病気や障害を持った人の全人としての健康とは何か?「人間としての統合性(integrity)が脅かされたり、破壊されると苦悩が生じる。苦悩は脅威がなくなるか統合性が回復されるまで持続する。(Whole pserson care)」

認知症対応型共同生活介護で生活をされているおばあさんに月に二回、訪問診療を行なっていました。Dr.と一緒にお部屋に伺っての診察です。お部屋に入ると、いつも座っていて、「お変わりありませんか?」とDr.がたずねると、「はい。元気です。」「ご飯は食べれてますか?」「はい。なんでも食べています。」「困っていることはありませんか?」「はい。何もありません。」といつも即答されるおばあさんでした。

元気な頃は、いつも午前中に駅前の百貨店で珈琲を飲むのが日課だったそうで、一度、スタッフと一緒に久しぶりに行った時には、「あら、おばあさん。お久しぶりです。」といろんな人から声をかけられたそうです。

「そうなんですね。百貨店で午前中にコーヒーなんて、とてもいい時間ですねー」と血圧を測っている時にお話をすると、「そうや。いつも行ってたわ。でも、もうクソババアやからあかん。」とおばあさん。「そんなことありませんよ。クソババではありませんよ」と伝えても、「クソババはクソババアや。」と全く、心を開いてくれることはありませんでした。

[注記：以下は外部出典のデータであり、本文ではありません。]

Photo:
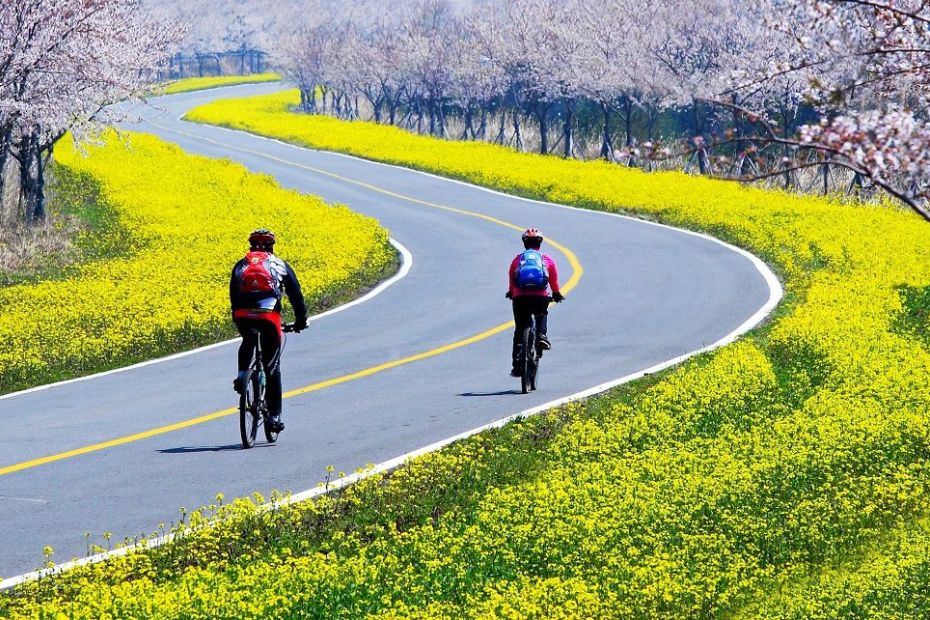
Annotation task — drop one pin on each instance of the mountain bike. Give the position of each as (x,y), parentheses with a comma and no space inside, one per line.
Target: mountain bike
(253,409)
(529,356)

あんなに強がっているけど、いつもテレビがある居間に出てこられるんですよ。とても寂しい人なんですとスタッフの人は気遣っていました。

月に二回の診察ではいつもそんなやりとり。でもそのうちに、転倒されたり、熱を出されたり、咳き込みがとまらなくなったり、どんどん状態が変化していきました。

「大丈夫ですか?」の質問に「大丈夫や。そんなもんや。クソババアや。」と返事は変わりません。自分でトイレに行けなくなり、訪問看護の看護師がお世話をするようになりました。看護師に対しても心を開くことはありませんでした。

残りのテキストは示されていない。